I shuddered when I started on, and decided that the good taste would come
afterward. I tried several times more in the course of that long
half-mile. Then, astounded by the quantity of beer that was lacking, and
remembering having seen stale beer made to foam afresh, I took a stick
and stirred what was left till it foamed to the brim.

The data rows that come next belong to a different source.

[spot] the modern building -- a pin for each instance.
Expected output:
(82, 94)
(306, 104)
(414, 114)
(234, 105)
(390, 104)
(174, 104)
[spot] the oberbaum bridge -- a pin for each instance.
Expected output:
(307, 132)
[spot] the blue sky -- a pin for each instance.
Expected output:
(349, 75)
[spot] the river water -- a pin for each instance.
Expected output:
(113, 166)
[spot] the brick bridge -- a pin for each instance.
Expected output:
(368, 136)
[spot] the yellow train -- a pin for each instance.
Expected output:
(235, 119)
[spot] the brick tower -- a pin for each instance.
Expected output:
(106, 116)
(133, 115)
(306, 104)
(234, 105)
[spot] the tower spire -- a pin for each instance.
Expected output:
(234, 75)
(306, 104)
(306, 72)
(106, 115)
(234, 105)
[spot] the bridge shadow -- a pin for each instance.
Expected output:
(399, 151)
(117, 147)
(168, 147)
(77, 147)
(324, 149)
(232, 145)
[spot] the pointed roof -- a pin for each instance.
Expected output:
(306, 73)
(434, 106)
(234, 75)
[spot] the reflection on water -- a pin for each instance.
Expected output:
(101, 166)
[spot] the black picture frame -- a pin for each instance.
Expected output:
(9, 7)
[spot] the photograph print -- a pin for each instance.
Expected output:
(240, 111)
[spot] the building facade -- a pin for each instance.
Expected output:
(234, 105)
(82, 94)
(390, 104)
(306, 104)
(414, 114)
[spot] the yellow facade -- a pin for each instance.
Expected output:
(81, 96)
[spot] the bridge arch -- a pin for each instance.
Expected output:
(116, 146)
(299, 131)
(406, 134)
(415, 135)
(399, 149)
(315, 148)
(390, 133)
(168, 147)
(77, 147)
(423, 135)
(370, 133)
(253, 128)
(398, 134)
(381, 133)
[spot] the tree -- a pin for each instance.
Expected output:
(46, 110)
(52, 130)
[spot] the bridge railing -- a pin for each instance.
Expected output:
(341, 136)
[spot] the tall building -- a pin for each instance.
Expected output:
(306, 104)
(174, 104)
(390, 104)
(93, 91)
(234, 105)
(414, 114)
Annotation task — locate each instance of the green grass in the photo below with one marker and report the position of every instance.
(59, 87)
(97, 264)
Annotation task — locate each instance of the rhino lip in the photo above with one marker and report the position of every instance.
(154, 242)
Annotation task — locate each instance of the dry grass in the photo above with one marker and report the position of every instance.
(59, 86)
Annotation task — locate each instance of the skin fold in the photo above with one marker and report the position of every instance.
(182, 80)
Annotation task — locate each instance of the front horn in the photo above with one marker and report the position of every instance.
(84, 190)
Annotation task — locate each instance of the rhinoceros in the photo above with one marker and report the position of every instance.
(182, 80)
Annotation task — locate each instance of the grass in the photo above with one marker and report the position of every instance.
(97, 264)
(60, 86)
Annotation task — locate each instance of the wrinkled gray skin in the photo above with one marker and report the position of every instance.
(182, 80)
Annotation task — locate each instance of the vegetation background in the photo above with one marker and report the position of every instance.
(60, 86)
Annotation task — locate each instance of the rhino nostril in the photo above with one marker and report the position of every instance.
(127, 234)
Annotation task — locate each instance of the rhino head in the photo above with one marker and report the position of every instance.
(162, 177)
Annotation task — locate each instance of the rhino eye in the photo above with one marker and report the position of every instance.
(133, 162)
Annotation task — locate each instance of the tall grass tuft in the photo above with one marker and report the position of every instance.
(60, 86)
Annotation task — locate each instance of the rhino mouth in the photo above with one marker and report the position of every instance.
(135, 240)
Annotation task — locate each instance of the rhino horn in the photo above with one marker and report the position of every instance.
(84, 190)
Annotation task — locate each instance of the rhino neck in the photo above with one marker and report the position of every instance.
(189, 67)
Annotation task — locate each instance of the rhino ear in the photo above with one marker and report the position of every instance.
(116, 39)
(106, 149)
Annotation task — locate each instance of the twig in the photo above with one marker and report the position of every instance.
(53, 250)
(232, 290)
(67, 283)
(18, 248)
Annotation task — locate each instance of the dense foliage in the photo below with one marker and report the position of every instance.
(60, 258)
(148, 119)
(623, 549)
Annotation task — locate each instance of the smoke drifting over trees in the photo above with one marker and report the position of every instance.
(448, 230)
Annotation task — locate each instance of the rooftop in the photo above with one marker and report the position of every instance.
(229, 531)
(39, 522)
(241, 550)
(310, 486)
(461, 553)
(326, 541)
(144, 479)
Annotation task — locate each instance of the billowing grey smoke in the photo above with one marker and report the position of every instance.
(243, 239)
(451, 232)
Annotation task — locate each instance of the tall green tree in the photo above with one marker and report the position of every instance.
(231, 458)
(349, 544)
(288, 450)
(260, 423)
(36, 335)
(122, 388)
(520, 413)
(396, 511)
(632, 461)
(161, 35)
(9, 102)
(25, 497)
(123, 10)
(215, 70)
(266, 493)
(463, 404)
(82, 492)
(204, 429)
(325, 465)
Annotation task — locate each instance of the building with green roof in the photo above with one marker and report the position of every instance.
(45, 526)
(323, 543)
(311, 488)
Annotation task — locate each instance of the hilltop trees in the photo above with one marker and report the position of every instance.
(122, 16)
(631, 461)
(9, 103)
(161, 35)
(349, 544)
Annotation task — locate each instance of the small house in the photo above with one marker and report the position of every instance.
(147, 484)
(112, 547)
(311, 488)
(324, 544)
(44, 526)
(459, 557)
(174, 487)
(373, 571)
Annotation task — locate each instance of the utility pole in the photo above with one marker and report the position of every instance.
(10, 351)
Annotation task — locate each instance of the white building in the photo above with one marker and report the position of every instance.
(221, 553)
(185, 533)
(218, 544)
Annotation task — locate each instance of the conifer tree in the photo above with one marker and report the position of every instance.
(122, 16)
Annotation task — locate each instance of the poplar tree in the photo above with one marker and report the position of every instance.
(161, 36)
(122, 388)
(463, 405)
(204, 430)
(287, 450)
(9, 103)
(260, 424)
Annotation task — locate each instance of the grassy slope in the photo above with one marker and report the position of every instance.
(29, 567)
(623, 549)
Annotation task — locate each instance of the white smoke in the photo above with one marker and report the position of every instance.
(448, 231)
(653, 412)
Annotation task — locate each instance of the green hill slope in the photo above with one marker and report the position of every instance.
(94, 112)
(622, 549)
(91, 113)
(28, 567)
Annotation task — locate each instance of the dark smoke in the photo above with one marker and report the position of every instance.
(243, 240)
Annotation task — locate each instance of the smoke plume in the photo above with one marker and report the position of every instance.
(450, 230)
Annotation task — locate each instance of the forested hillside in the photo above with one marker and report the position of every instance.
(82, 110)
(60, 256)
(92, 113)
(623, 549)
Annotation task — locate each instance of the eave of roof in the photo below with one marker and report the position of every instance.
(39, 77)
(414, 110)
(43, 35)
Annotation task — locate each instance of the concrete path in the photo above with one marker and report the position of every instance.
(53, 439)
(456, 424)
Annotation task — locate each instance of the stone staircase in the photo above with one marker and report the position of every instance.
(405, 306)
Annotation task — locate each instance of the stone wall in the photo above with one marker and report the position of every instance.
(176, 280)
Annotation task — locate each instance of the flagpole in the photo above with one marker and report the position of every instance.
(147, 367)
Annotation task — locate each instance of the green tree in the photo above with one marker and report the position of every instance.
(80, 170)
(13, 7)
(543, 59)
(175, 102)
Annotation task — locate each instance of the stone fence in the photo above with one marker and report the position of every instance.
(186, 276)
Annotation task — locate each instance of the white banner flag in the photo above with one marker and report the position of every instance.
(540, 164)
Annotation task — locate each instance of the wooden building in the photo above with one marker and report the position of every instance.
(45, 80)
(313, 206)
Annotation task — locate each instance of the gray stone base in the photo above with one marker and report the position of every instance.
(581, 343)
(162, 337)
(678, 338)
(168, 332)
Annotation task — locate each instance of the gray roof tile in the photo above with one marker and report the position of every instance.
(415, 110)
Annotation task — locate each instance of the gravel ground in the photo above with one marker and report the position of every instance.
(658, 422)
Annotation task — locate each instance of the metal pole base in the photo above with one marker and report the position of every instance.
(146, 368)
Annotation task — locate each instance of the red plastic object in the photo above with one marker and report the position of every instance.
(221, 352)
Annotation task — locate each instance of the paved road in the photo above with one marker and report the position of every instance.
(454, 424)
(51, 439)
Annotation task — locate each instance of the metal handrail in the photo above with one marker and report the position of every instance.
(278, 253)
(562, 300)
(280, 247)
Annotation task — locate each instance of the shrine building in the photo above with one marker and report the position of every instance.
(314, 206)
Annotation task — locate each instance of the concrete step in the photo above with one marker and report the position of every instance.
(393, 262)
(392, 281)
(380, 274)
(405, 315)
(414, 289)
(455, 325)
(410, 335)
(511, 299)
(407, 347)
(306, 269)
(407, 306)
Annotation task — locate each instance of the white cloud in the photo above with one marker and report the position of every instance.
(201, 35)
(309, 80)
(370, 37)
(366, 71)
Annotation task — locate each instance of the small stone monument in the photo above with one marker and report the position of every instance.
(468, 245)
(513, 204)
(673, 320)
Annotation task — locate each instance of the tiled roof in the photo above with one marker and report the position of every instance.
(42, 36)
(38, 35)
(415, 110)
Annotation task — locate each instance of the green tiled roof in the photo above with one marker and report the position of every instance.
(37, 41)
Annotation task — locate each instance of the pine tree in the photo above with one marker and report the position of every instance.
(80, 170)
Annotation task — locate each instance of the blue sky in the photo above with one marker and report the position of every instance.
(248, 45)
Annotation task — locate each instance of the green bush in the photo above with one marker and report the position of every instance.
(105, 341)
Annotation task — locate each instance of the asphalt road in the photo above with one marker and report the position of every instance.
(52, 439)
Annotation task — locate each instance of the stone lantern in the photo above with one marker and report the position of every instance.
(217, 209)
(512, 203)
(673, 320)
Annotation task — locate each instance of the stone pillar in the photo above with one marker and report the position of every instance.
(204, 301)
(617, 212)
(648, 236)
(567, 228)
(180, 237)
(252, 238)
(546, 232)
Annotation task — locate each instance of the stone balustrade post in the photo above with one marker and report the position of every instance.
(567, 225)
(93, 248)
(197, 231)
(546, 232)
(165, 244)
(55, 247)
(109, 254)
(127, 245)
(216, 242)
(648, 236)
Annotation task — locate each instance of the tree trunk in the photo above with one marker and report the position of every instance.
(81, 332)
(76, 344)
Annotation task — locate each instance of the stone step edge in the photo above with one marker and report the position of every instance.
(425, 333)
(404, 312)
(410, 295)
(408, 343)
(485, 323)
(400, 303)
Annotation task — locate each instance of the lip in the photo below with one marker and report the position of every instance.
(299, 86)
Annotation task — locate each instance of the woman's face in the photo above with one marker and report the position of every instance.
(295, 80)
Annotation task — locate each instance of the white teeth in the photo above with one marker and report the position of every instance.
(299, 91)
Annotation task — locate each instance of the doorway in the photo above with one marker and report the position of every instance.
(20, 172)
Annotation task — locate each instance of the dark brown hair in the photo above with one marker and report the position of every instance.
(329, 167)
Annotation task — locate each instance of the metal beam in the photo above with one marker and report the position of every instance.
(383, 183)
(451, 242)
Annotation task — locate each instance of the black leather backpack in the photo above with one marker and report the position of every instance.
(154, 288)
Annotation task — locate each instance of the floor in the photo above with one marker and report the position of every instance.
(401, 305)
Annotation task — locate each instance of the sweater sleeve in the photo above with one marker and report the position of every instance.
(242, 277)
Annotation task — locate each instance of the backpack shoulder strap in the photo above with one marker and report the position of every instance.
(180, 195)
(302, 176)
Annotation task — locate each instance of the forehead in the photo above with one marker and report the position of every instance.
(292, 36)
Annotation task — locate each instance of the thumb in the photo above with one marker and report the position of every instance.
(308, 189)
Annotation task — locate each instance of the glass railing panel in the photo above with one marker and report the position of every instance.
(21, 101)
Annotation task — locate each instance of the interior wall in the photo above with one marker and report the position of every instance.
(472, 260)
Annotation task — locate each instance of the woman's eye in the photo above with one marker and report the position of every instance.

And my father never noticed. He emptied the pail with the wide thirst of
the sweating plowman, returned it to me, and started up the plow. I
endeavoured to walk beside the horses. I remember tottering and falling
against their heels in front of the shining plow, and that my father
hauled back on the lines so violently that the horses nearly sat down on
me. He told me afterward that it was by only a matter of inches that I
escaped disembowelling. Vaguely, too, I remember, my father carried me
in his arms to the trees on the edge of the field, while all the world
reeled and swung about me, and I was aware of deadly nausea mingled with
an appalling conviction of sin.
I slept the afternoon away under the trees, and when my father roused me
at sundown it was a very sick little boy that got up and dragged wearily
homeward. I was exhausted, oppressed by the weight of my limbs, and in
my stomach was a harp-like vibrating that extended to my throat and
brain. My condition was like that of one who had gone through a battle
with poison. In truth, I had been poisoned.
In the weeks and months that followed I had no more interest in beer than
in the kitchen stove after it had burned me. The grown-ups were right.
Beer was not for children. The grown-ups didn't mind it; but neither did
they mind taking pills and castor oil. As for me, I could manage to get
along quite well without beer. Yes, and to the day of my death I could
have managed to get along quite well without it. But circumstance
decreed otherwise. At every turn in the world in which I lived, John
Barleycorn beckoned. There was no escaping him. All paths led to him.
And it took twenty years of contact, of exchanging greetings and passing
on with my tongue in my cheek, to develop in me a sneaking liking for the
rascal: the progenitor and ever-present goad of my miseries.